Bond funds dominated all major asset classes since the beginning of the year, totalling US$258 billion in net new money in 3Q and US$464 billion year-to-date. On the other hand, equity funds suffered net redemptions throughout the past three quarters, which together amounted to US$136 billion in net withdrawals. This trend, however, will possibly change after the U.S. election, as the recent selloff in global bonds and emerging market debt could trigger a potential shift towards equity products.

Locally-domiciled funds in Asia led the 3Q flows among all regions at just over US$120 billion, with China contributing almost 70% of that total. Japan added US$21 billion in net flows during 3Q, nearly US$16 billion of which went to ETFs.
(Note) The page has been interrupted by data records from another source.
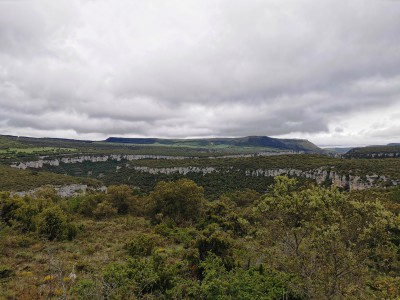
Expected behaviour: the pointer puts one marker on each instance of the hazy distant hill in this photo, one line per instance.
(249, 141)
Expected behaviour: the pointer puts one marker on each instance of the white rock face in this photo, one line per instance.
(178, 170)
(320, 175)
(129, 157)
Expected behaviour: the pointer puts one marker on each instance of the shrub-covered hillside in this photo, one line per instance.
(294, 242)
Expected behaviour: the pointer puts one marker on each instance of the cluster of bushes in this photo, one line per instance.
(42, 215)
(295, 242)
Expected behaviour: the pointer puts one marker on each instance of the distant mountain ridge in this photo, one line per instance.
(375, 151)
(297, 145)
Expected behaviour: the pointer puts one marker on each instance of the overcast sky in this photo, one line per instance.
(325, 70)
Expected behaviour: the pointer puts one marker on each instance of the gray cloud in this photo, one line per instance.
(324, 70)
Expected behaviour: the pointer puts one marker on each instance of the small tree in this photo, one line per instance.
(52, 223)
(181, 200)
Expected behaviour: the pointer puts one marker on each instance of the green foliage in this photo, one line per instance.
(119, 197)
(328, 241)
(52, 223)
(105, 210)
(216, 241)
(141, 245)
(5, 272)
(222, 212)
(22, 180)
(181, 201)
(218, 283)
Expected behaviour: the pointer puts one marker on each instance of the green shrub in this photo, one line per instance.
(52, 223)
(141, 245)
(105, 210)
(5, 272)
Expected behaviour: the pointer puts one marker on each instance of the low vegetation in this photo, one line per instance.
(295, 241)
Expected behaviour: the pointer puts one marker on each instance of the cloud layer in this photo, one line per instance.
(324, 70)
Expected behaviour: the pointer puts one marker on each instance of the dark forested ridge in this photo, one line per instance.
(216, 219)
(249, 141)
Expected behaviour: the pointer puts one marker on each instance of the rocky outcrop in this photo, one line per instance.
(37, 164)
(65, 190)
(178, 170)
(320, 175)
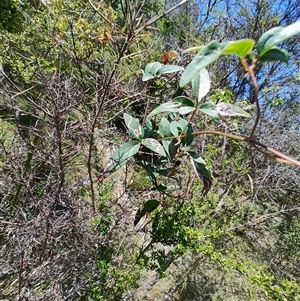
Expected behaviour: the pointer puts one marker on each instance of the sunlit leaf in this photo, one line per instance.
(170, 69)
(206, 56)
(134, 127)
(201, 171)
(148, 207)
(164, 128)
(275, 36)
(121, 156)
(201, 84)
(165, 107)
(227, 109)
(275, 54)
(154, 145)
(241, 48)
(209, 109)
(174, 128)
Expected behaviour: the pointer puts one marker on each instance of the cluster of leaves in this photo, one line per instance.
(171, 137)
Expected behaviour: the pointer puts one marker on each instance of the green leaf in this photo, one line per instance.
(201, 171)
(123, 154)
(174, 128)
(206, 56)
(180, 104)
(201, 84)
(148, 207)
(240, 48)
(170, 69)
(275, 54)
(155, 69)
(227, 109)
(209, 109)
(275, 36)
(170, 147)
(154, 145)
(187, 106)
(165, 107)
(164, 128)
(151, 71)
(194, 49)
(134, 127)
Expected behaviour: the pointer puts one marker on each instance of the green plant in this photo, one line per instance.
(167, 130)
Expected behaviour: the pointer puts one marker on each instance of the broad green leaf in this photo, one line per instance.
(170, 147)
(154, 69)
(227, 109)
(148, 207)
(206, 56)
(194, 49)
(151, 71)
(134, 127)
(154, 145)
(170, 69)
(164, 128)
(174, 128)
(187, 106)
(123, 154)
(201, 171)
(165, 107)
(275, 36)
(209, 109)
(201, 84)
(240, 48)
(275, 54)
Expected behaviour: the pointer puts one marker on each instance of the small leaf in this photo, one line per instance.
(209, 109)
(134, 127)
(227, 109)
(151, 71)
(275, 36)
(174, 128)
(240, 48)
(206, 56)
(187, 106)
(148, 207)
(124, 153)
(165, 107)
(170, 69)
(275, 54)
(201, 84)
(194, 49)
(164, 128)
(154, 145)
(121, 156)
(201, 171)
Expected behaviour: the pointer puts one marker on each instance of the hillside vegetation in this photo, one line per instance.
(149, 150)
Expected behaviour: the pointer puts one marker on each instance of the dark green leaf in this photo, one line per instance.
(209, 109)
(164, 128)
(227, 109)
(241, 48)
(275, 54)
(123, 154)
(165, 107)
(154, 145)
(170, 69)
(206, 56)
(134, 127)
(174, 128)
(201, 84)
(275, 36)
(201, 171)
(148, 207)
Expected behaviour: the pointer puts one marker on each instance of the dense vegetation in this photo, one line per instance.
(149, 150)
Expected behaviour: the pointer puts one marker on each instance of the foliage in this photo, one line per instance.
(179, 207)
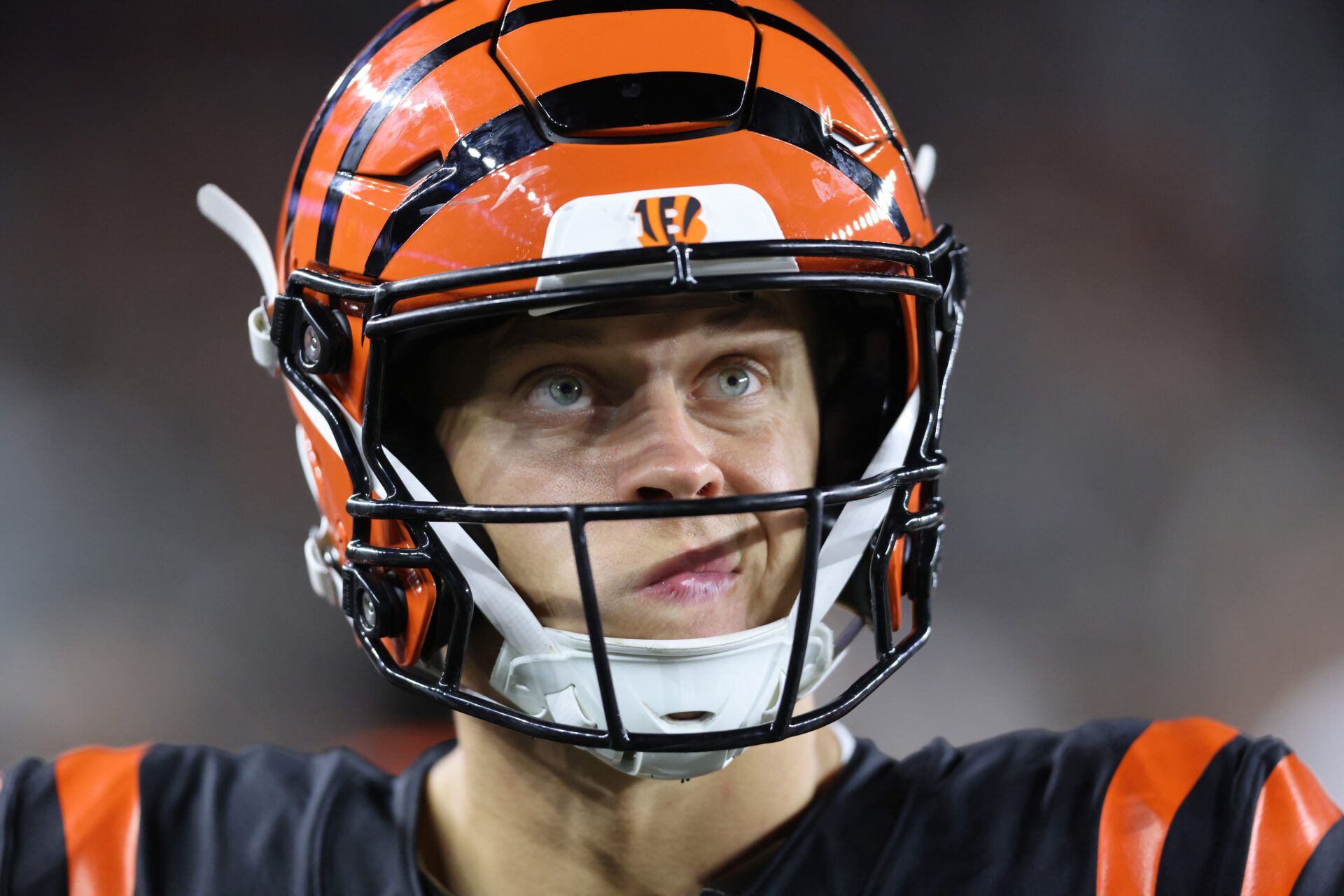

U.S. investors also poured a huge amount of net new money into passive ETFs and index funds, totalling US$142 billion in 3Q and US$305 billion over the past three quarters. In comparison, actively managed long-term funds suffered US$67 billion and US$179 billion in net redemptions during the same periods, respectively.

In Europe and the cross-border space, bond funds also led the contributions gathering €69 billion (US$77 billion) in net investor money throughout 3Q, nearly 80% of which or €53 billion (US$59 billion) went to cross-border funds.

In 2016, ETFs globally attracted around US$240 billion in net investor money during the first three quarters, on pace to closely match the record high of ETF net flows garnered in 2015. At the end of 3Q’16, ETF AUM reached nearly US$3.4 trillion worldwide.

Increased investors’ demand has spurred the innovations of ETFs. Smart Beta/fundamental index strategies are trying to bridge the gap between traditional passive ETFs and conventional actively managed mutual funds. Another recent trend is the development of actively managed ETFs globally.

Robo-advisors, automated advisory platforms that construct and rebalance portfolios at a fraction of the cost of a human advisor, have disrupted the financial services industry worldwide. FinTech start-ups, backed by venture capital firms, were the first to set foot in the robo-advisory space and challenge the traditional financial advisor model, but more traditional institutions, such as wealth and asset managers, are also heading towards digital transformations. Many of the largest asset managers are either buying existing robo-advisors or creating their own platforms.